I finished reading Silence last week. I can’t find adequate adjectives to describe what the experience was like. Words like excruciating, profound, challenging, and disorienting come to mind, but they seem too paltry.
Among the myriad observations and questions it has left me with, I’m attempting to focus on some that seem more pertinent to the concerns of this forum.
After sharing some of these thoughts with my parents, my mom said, “So it sounds like you highly recommend it.” And my reply went along these lines: “Well, I wouldn’t recommend it to everyone. To someone whose perspective on the ‘victorious Christian life’ is defined by the peddlers of prosperity that are flourishing in North American evangelicalism, I’m not sure I’d recommend it. It would be very unsettling. It portrays essentially the polar opposite to that victorious Christian life.” For someone who is willing to reckon with what faithful Christian discipleship and service looks like among downtrodden peasants in a society whose leadership is determined to eradicate Christianity, I absolutely recommend it. For someone willing to consider theological questions like “What is the significance of Judas in the Gospel message?”, I recommend it.
Brad wrote previously about Answers in Genesis after his visit to the Creation Museum:
…the ministry of Answers in Genesis is not first and foremost about Genesis—it’s about Answers. …the most striking feature of the Museum is its insistence on answering everything. Every possible question or mystery is defeated by a clear, simple presentation of the Bible’s message. Over and over, the Museum is insistent that the worldview presented by Answers in Genesis can answer all of life’s questions with different combinations of the same short, snappy, unassailable one-liners.

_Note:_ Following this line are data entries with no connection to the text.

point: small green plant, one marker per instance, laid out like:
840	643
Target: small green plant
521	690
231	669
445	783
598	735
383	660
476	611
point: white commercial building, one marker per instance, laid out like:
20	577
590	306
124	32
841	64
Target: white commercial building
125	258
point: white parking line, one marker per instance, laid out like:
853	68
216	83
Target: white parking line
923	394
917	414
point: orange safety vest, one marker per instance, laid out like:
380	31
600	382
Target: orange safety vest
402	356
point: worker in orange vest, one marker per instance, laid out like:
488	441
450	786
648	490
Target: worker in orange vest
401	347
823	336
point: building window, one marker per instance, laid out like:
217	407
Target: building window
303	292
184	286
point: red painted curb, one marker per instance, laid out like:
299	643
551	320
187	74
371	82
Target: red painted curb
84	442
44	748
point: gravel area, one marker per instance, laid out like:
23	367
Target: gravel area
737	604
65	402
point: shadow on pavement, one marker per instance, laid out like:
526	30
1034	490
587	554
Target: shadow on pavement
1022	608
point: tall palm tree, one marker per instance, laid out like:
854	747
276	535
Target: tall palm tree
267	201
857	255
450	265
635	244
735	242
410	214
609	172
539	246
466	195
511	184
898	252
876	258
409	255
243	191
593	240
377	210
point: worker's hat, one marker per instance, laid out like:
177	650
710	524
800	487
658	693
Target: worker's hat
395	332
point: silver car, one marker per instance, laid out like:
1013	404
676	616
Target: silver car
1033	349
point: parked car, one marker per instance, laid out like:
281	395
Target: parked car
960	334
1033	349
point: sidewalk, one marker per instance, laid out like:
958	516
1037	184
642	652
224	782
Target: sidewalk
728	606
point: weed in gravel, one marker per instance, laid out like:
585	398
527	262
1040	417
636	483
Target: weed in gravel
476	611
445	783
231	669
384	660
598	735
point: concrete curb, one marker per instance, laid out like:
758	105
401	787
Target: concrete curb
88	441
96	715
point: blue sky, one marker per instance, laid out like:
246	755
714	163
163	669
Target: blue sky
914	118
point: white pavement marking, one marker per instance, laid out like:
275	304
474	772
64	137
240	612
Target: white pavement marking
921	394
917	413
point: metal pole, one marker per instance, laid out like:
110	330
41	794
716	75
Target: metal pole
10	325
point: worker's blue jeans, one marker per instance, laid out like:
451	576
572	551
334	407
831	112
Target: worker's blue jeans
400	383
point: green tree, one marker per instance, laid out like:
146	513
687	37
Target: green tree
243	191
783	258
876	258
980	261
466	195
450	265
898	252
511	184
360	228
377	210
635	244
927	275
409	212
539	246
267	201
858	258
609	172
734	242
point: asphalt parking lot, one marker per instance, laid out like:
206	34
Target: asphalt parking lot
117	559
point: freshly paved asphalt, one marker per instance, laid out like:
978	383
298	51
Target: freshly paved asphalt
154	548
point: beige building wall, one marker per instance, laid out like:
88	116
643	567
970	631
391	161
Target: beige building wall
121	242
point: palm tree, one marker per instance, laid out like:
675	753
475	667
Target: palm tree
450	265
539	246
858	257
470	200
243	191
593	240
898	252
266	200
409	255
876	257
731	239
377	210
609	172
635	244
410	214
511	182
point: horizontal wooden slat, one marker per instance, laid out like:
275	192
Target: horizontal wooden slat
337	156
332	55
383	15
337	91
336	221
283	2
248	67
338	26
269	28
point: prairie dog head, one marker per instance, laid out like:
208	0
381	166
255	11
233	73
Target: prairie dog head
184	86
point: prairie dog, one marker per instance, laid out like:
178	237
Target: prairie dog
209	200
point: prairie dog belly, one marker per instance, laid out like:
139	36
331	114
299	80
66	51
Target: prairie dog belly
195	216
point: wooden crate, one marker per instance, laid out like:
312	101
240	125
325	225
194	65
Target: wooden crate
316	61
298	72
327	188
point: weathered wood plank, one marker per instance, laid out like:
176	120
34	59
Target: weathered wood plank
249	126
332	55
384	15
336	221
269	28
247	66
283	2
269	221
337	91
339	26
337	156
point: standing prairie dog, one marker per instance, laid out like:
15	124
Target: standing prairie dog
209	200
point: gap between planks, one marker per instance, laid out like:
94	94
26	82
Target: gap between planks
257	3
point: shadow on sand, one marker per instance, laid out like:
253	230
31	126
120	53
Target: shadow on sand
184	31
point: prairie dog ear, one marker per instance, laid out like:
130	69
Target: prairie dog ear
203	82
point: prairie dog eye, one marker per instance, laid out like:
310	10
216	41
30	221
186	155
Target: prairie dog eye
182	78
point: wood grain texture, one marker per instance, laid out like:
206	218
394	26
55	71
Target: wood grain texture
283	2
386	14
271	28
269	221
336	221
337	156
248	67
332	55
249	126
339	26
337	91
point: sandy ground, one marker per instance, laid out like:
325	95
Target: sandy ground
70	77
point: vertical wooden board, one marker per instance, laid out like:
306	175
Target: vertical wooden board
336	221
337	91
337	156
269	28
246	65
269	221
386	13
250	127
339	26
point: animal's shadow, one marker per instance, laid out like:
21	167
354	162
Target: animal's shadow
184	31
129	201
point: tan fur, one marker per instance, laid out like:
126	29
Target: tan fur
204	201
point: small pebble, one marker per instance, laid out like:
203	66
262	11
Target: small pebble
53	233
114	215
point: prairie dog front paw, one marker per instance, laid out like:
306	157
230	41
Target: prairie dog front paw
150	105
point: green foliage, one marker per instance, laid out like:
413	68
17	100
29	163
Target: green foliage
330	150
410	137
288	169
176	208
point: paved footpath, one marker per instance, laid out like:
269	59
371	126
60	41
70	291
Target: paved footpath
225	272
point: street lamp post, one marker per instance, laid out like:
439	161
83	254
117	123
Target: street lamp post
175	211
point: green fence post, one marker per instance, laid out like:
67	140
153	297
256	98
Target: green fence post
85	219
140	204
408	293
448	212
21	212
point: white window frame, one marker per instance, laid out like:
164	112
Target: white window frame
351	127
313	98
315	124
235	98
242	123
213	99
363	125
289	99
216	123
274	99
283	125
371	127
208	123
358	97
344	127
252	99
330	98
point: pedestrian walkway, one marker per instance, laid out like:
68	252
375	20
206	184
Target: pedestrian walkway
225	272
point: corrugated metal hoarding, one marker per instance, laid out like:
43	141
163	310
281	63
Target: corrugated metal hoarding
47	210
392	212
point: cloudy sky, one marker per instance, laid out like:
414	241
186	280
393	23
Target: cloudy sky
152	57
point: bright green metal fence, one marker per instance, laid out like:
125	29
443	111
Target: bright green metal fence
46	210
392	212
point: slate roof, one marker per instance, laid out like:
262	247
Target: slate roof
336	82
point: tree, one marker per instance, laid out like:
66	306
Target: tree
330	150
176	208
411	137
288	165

And there has been a fascinating discussion about BioLogos’ messaging in this forum that I’ve tried to follow the past two weeks. That discussion is far too lengthy and deep for me summarize it here, but one thing it has done is encourage me to consider whether there is a particular theological orientation that many hold that makes them virtually innoculated against BioLogos’ message. Call it fundamentalism if you will (though I think that term carries varying nuanced meanings for different people) or perhaps answerism (if I can invent a term) as described well by Brad.
My observation is that the kind of issues that BioLogos addresses are most relevant to those who are willing to take their faith with a healthy dose of questions. In short, I suspect that the people whom I would not recommend Silence to are by and large the same people who would be most resistant to BioLogos’ message.